Ancien dessinateur industriel pour un producteur de bouteilles, l’homme a profité d’un licenciement économique en 2015 pour fonder Lyspackaging, société avec laquelle il fabrique d’abord des bouteilles en plastique PET (polyéthylène téréphtalate) classique. Celles-ci représentent encore aujourd’hui 80 % de son chiffre d’affaires mais Nicolas Moufflet compte « inverser ce ratio dès l’année prochaine » avec sa bouteille 100 % végétale.

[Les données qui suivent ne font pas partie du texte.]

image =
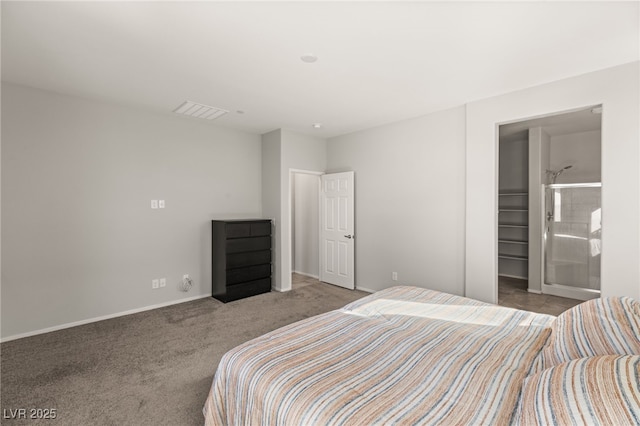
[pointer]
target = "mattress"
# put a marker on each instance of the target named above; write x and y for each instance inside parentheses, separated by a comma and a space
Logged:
(404, 355)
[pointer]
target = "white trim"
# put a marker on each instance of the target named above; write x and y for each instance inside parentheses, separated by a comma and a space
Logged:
(307, 275)
(102, 318)
(517, 277)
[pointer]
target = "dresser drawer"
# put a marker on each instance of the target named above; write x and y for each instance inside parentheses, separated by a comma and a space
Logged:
(238, 230)
(260, 228)
(239, 245)
(238, 260)
(250, 273)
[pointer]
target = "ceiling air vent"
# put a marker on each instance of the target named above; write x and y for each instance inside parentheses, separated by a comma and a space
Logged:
(193, 109)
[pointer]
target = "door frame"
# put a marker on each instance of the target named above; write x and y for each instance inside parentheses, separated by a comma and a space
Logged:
(496, 177)
(286, 277)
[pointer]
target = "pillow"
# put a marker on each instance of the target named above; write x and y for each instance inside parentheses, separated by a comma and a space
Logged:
(601, 390)
(606, 326)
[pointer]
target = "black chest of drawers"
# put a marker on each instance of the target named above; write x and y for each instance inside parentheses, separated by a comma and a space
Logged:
(241, 258)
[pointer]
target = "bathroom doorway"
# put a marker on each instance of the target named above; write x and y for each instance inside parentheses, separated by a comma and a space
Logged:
(549, 211)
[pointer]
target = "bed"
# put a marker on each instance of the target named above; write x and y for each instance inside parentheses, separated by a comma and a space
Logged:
(407, 355)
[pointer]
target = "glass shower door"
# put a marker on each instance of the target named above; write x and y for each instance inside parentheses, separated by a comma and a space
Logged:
(572, 235)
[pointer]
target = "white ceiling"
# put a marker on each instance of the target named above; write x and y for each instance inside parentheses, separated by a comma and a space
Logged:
(379, 62)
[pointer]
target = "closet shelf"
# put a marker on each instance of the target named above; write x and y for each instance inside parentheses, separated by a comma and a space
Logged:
(512, 256)
(513, 241)
(514, 194)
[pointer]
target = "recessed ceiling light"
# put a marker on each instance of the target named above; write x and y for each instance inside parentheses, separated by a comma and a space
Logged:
(309, 58)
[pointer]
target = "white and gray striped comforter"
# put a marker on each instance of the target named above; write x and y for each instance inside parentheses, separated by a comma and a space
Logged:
(404, 355)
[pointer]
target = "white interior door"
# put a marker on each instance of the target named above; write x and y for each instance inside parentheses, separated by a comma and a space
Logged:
(337, 245)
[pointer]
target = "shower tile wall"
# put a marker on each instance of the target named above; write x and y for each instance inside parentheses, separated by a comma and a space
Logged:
(574, 245)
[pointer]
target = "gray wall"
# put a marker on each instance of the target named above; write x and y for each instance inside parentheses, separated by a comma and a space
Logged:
(409, 189)
(617, 89)
(79, 238)
(271, 194)
(284, 152)
(306, 224)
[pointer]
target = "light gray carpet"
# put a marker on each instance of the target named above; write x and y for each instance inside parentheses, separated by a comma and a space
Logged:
(151, 368)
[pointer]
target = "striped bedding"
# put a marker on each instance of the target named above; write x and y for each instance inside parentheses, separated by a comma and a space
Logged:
(605, 326)
(597, 390)
(404, 355)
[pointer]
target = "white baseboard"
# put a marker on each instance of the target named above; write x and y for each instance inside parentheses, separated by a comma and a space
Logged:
(518, 277)
(307, 275)
(96, 319)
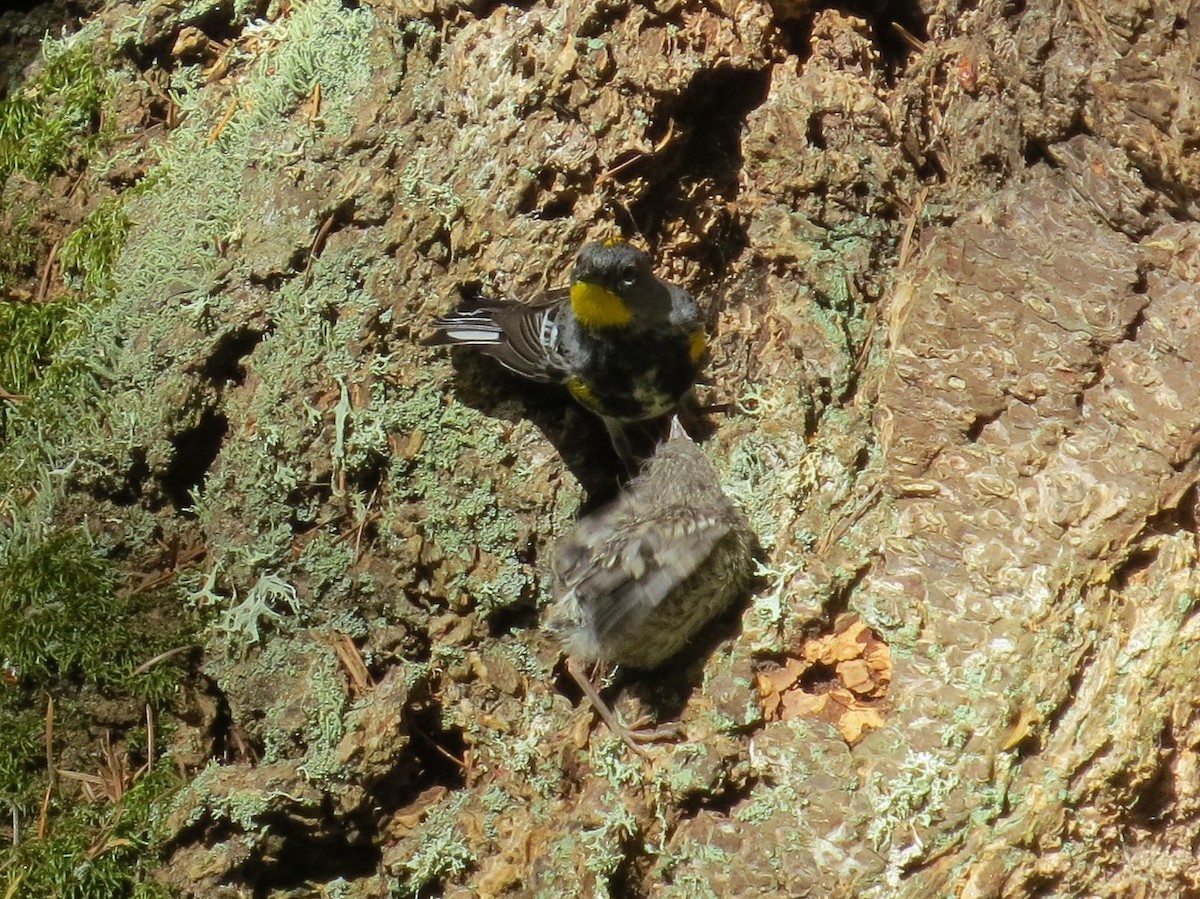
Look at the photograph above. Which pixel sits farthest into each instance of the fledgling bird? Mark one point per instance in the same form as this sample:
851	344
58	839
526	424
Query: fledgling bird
625	343
636	581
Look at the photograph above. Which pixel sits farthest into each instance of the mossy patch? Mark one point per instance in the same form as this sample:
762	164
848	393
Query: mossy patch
54	118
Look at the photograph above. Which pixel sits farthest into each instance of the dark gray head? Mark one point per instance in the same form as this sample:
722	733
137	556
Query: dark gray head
624	270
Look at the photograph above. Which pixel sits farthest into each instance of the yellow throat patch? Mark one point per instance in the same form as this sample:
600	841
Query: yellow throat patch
595	306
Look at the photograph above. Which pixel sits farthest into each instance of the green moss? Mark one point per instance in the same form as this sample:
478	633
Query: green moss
89	252
55	115
22	243
93	851
63	618
29	336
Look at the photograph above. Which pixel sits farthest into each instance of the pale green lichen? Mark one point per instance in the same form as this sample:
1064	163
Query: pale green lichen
441	851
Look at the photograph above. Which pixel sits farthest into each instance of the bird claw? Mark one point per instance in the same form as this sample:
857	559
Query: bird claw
633	737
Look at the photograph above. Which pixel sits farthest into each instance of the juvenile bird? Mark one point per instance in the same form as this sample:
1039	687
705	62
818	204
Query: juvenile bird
627	345
636	581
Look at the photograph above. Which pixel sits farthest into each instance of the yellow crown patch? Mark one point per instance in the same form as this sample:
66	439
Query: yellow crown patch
597	306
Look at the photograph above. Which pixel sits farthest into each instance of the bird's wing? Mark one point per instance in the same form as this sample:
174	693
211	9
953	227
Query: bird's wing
622	570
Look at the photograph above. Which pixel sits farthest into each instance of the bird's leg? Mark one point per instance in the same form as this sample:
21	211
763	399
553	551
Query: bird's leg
623	447
631	737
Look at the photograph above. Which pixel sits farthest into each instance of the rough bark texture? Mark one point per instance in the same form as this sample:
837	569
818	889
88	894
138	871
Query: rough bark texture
952	283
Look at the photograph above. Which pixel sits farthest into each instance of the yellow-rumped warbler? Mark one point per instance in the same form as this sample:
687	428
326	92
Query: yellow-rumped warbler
636	581
627	345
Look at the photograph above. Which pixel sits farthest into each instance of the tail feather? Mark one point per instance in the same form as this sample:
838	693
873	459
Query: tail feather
517	335
473	328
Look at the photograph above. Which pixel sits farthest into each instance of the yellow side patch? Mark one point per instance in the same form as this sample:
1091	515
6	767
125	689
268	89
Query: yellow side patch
582	393
598	307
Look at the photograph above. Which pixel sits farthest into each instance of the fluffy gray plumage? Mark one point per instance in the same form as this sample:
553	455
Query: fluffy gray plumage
636	581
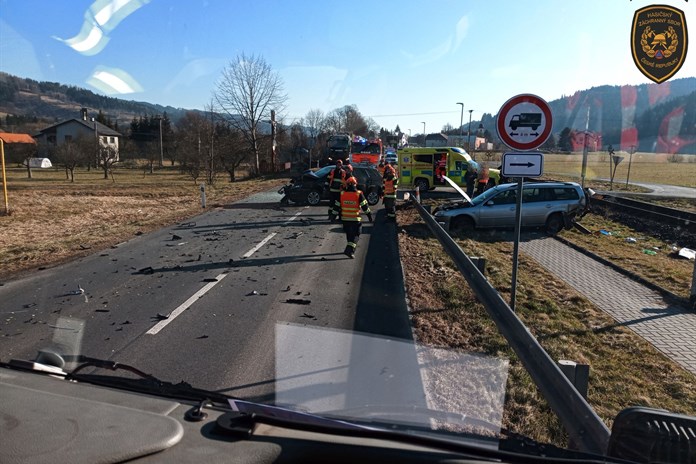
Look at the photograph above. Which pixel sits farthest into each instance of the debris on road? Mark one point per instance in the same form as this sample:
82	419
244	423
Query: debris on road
687	253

Il s’est récemment heurté à un problème d’ordre marketing. « Une bouteille transparente 100 % végétale ne se différencie pas d’une autre à base de pétrole. “Pour qu’un bioplastique se distingue, il faut qu’il soit visible d’un seul coup d’œil, pour le consommateur comme pour le producteur” explique-t-il. Pour contrer cet obstacle, il incorpore dans ses bouteilles d’autres résidus naturels réduits en poudre, comme les noyaux d’olive pour obtenir du beige, les coquilles de moules pour du noir, mais aussi coquilles d’huîtres, bois, pépins de raisin, blé, etc…. Ainsi, la start-up est capable de proposer des bouteilles aux couleurs personnalisées à ses clients et clients potentiels.